For the best views go to the top floor of the Plaza Hotel near the Obelisk on Avenido 9 Julio. You can do that if you’re non-resident. We had lunch up there quite cheaply for such a posh hotel and admired the views. 

Our city tour included La Recoletta where Eva Peron (Evita) is buried. Look for the black Durante family tomb (or follow the tour groups!) but she is actually buried in the ground just outside the tomb. She died only 33 years of age, loved by some and hated by others. You can see the balcony where she addressed the crowds - and the one next door where Madonna sang in the film Evita - at the governmental pink palace in the main May square. Also on the square is the cathedral with the mausoleum of San Martin who was an independence hero. It is guarded and draped with the Argentinian flag.

For shopping try the pedestrianised Florida Street. We picked up some nice things in the colourful La Boca district too - safe by day but not recommended at night. We took a tour of the Teatro Colon (theatre on Avenida 9 Julio) lasting around 1 hour 15 minutes. We got to see the auditorium where an orchestra were rehearsing, the practise rooms where the ballet company were rehearsing, the wardrobe rooms, etc. That cost 7 dollars. The tours in English are roughly every hour from 10 am to 4 pm.
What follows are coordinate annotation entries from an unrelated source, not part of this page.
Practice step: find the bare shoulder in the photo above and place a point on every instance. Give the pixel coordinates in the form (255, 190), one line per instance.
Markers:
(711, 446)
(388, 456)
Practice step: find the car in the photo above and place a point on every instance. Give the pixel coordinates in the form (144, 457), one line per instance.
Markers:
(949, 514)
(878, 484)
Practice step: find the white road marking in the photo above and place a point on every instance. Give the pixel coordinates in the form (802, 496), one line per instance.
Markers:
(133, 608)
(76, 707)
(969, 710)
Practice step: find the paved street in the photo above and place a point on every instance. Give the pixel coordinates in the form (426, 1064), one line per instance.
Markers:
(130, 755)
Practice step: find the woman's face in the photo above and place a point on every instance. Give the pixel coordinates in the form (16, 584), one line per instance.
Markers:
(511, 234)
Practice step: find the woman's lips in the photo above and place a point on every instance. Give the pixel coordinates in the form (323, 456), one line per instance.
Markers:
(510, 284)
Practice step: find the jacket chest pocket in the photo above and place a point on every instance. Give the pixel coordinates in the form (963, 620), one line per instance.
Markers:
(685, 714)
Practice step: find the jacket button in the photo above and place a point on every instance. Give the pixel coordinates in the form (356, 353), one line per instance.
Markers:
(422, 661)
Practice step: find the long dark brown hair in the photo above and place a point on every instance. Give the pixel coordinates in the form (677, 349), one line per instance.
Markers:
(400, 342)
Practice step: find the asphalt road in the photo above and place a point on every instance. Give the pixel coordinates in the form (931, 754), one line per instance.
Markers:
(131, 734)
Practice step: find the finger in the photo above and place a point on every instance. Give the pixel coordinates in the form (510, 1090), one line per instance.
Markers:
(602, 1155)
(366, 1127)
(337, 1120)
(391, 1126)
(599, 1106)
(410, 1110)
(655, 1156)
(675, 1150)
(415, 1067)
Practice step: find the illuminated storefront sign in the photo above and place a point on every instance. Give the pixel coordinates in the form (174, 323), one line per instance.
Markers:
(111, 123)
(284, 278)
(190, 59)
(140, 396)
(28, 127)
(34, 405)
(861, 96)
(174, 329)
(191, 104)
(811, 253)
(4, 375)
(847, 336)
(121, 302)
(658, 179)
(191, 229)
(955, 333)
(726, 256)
Highly recommended is a tango show and we did the Madero Tango show near the harbour. It cost around 65 dollars but well worth it for the food alone. The menu was created by the Argentinian equivalent of Jamie Oliver/Gordon Ramsey and was superb with excellent service and washed down with the best local wine - unlimited! The show included tango dancers and singers and a very good 7 piece band.

URUGUAY

We caught the ferry from Buenos Aires to the historic town of Colonia del Sacramento. The crossing was an hour. We would have liked to visit the capital Montevideo, but that crossing is 2.5 hours each way and the day much too long considering what we had planned around it. Colonia was pretty. We had a guided tour, a three course lunch (at a place we thought the Uruguay equivalent of a Harvester restaurant!), chance to walk on the beach etc. Looked like a nice country from the little we saw.

Had we had time to nip a bit further north I hear the town of Fray Bentos is the most macabre tourist attraction on the continent! We got some extra stamps in our passport that day!


BRAZIL

 Go to Iguassu Falls on the Argentina/Brazil border - definitely my holiday highlight! Unlike Niagara there are around 250 falls depending on rainfall. You can stand so close you get very wet from the spray. The “Devil’s Throat” is the big horseshoe section of water and spectacular. A train runs along the Argentinian side with stops at the best viewing platforms. We took a speedboat ride down the river and got a real soaking as they took us right under one of the thundering falls. The trip cost 40 dollars but was amazing fun and an experience of a lifetime!

Our final destination was Rio. Despite its reputation I felt safer there than anywhere else on our trip. You have to take the cable car up Sugar Loaf Mountain for the super views. And don’t miss the statue of Christ the Redeemer atop Corcovado. There’s the option of cog railway or taxi to the top. Walking isn’t recommended as there have apparently been some muggings. We took a taxi with a couple from our tour so it worked out at 8 dollars per person with the taxi stopping at a couple of view points on the way up. You then catch a lift and an elevator to the base of the statue itself. Be a real tourist and stand in front of him with arms outstretched being a copycat version! We had lunch at an Irish bar off the square in Ipanema and if you’re there on a Sunday there’s a market. We walked the length of Copacabana beach which took around half an hour.